# Toy version

In [1]:
import numpy as np
import pandas as pd

import torch
import torch.optim as optim
from torch.nn import functional as F


from scripts.Agent import Episode, iRDPGAgent, PERBuffer, generate_demonstration_episodes, collect_episode
from scripts.Env import POMDPTEnv, dt_policy, intraday_greedy_actions

from tqdm import trange, tqdm

In [2]:
device = torch.device("cuda" if torch.cuda.is_available() else "cpu")

In [3]:
df = pd.read_csv('data/INTC_1Min_2023-08-01_2024-01-31.csv')
df = df[:len(df)//50]

In [4]:
def train(config, env, agent, buffer):

    actor_optim = optim.Adam(list(agent.actor_gru.parameters()) + list(agent.actor_fc.parameters()), lr=config["actor_lr"])
    critic_optim = optim.Adam(list(agent.critic_gru.parameters()) + list(agent.critic_fc.parameters()), lr=config["critic_lr"])
    

    demo_episodes = generate_demonstration_episodes(env, 
                        n_episodes=config["min_demo_episodes"])
    
    for episode in tqdm(demo_episodes, desc="Pre-filling buffer"):
        buffer.add_episode(episode)
    
    # Training loop
    for epoch in trange(config["epochs"], desc="Training"):

        agent_episode = collect_episode(env, agent, add_noise=True)
        buffer.add_episode(agent_episode)
        
        if len(buffer) < config["min_demo_episodes"]:
            continue
            
        batch, indices, weights = buffer.sample(config["batch_size"])
        
        critic_losses = []
        actor_losses = []
        new_priorities = []

        # Process episodes
        # Inside batch processing loop:
        for episode in batch:
            obs = episode.obs.unsqueeze(0)  # [1, T, obs_dim]
            actions = episode.actions.unsqueeze(0)  # [1, T, action_dim]
            rewards = episode.rewards.unsqueeze(0).unsqueeze(-1)  # [1, T, 1]
            expert_acts = episode.expert_actions.unsqueeze(0)  # [1, T, action_dim]
            dones = episode.dones.unsqueeze(0).unsqueeze(-1)  # [1, T, 1]
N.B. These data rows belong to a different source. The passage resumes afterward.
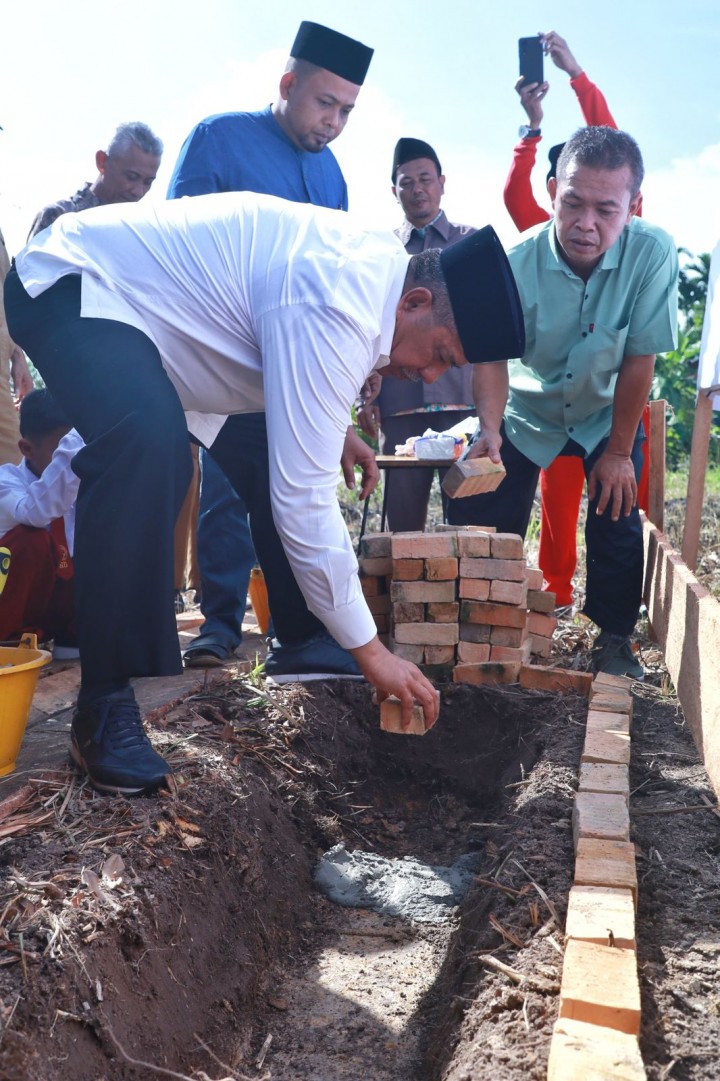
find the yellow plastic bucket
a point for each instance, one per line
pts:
(20, 667)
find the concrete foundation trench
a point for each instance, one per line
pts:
(188, 935)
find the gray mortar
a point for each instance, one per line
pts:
(405, 888)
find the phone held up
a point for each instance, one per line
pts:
(531, 59)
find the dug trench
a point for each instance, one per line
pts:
(185, 933)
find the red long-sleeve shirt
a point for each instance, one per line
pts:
(518, 194)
            # Initialize hidden states at the start of each episode
            h_actor, h_critic = None, None
            h_actor_target, h_critic_target = None, None
            
            # Store per-timestep losses
            episode_critic_loss = 0
            episode_actor_loss = 0
            
            # Process each timestep
            for t in range(obs.size(1)):
                # Current timestep data
                obs_t = obs[:, t:t+1, :]
                action_t = actions[:, t:t+1, :]
                reward_t = rewards[:, t:t+1, :]
                done_t = dones[:, t:t+1, :]
                expert_act_t = expert_acts[:, t:t+1, :]
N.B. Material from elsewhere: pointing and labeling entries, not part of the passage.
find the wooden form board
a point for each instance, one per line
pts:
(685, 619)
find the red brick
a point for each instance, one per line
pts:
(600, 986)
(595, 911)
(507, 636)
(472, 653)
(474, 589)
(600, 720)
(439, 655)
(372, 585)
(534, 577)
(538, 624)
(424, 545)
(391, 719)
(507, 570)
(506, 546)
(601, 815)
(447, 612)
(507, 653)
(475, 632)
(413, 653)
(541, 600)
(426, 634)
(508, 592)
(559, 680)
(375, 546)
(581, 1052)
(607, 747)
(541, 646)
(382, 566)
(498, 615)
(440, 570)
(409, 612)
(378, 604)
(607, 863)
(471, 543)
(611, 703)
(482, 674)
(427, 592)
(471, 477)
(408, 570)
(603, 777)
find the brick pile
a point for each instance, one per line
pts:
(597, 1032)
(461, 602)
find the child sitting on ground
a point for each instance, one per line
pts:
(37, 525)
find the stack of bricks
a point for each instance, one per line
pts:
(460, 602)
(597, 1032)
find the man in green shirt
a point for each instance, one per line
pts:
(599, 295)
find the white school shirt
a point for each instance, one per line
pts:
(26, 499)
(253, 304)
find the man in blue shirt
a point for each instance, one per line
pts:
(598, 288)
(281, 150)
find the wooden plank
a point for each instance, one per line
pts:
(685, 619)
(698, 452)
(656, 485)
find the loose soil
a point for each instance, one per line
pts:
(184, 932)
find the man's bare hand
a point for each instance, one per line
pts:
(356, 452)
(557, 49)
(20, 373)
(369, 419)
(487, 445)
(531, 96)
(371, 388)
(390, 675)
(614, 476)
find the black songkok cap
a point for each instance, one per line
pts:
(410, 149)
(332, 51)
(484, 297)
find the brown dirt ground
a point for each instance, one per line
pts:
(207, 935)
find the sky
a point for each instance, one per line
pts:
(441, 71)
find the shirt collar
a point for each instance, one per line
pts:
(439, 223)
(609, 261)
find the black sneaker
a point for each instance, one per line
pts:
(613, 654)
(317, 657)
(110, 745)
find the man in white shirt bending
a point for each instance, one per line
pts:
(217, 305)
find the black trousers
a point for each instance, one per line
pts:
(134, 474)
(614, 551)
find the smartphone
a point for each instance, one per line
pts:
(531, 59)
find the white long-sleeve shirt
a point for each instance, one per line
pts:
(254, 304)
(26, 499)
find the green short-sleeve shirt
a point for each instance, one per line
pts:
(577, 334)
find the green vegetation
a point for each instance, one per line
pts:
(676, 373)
                # ----------------- Critic Update -----------------
                with torch.no_grad():
                    # Target Q-value
                    _, target_q_t, h_actor_target, h_critic_target = agent.target_forward(
                        obs_t, h_actor_target, h_critic_target
                    )
                    target_q = reward_t + (1 - done_t.float()) * config["gamma"] * target_q_t

                # Current Q-value
                q_value_t, h_critic = agent.critic_forward(obs_t, action_t, h_critic)
                
                # Critic loss
                critic_loss = F.mse_loss(q_value_t, target_q)
                episode_critic_loss += critic_loss.item()
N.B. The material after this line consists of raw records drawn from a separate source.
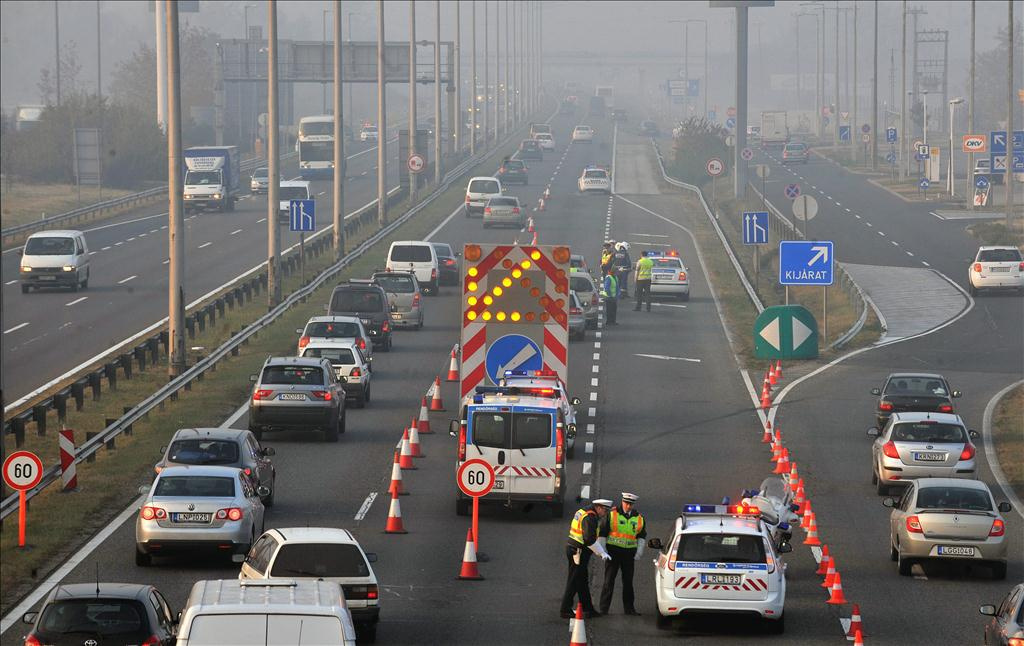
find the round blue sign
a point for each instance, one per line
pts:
(512, 352)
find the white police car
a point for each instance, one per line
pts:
(721, 558)
(595, 178)
(669, 275)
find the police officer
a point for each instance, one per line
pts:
(627, 531)
(584, 531)
(644, 269)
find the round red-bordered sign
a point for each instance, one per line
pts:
(23, 470)
(475, 477)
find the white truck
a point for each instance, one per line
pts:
(774, 129)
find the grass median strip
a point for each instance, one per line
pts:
(59, 523)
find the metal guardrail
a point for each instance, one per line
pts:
(89, 211)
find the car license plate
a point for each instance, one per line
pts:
(194, 517)
(955, 550)
(721, 579)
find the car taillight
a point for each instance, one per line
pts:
(153, 513)
(968, 453)
(889, 448)
(229, 513)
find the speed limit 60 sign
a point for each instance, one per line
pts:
(23, 470)
(475, 477)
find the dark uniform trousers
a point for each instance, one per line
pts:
(578, 582)
(622, 558)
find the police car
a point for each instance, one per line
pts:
(595, 178)
(721, 558)
(669, 275)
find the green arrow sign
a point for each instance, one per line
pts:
(785, 332)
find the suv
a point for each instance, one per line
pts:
(297, 393)
(369, 302)
(404, 297)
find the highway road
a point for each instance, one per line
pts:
(47, 333)
(674, 430)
                # ----------------- Actor Update -----------------
                # Get action probabilities
                action_probs_t, _, h_actor, _ = agent.forward(obs_t, h_actor, h_critic)
                
                # Policy gradient loss
                actor_loss_pg = -q_value_t.mean()
                
                # Behavior cloning loss (with Q-filter)
                with torch.no_grad():
                    expert_q_t, _ = agent.critic_forward(obs_t, expert_act_t, h_critic)
                
                mask = (expert_q_t > q_value_t).float()
                bc_loss = F.mse_loss(action_probs_t, expert_act_t.float()) * mask.mean()
                
                # Total actor loss
                actor_loss = config["lambda1"] * actor_loss_pg + config["lambda2"] * bc_loss
                episode_actor_loss += actor_loss.item()

                # Detach hidden states for next step
                h_actor = h_actor.detach() if h_actor is not None else None
                h_critic = h_critic.detach() if h_critic is not None else None

            # Store priorities (Eq 10)
            priority = (episode_critic_loss + config["lambda0"] * episode_actor_loss) / obs.size(1) + 1e-6
            if episode.is_demo:
                priority += config["eps_demo"]
            new_priorities.append(priority)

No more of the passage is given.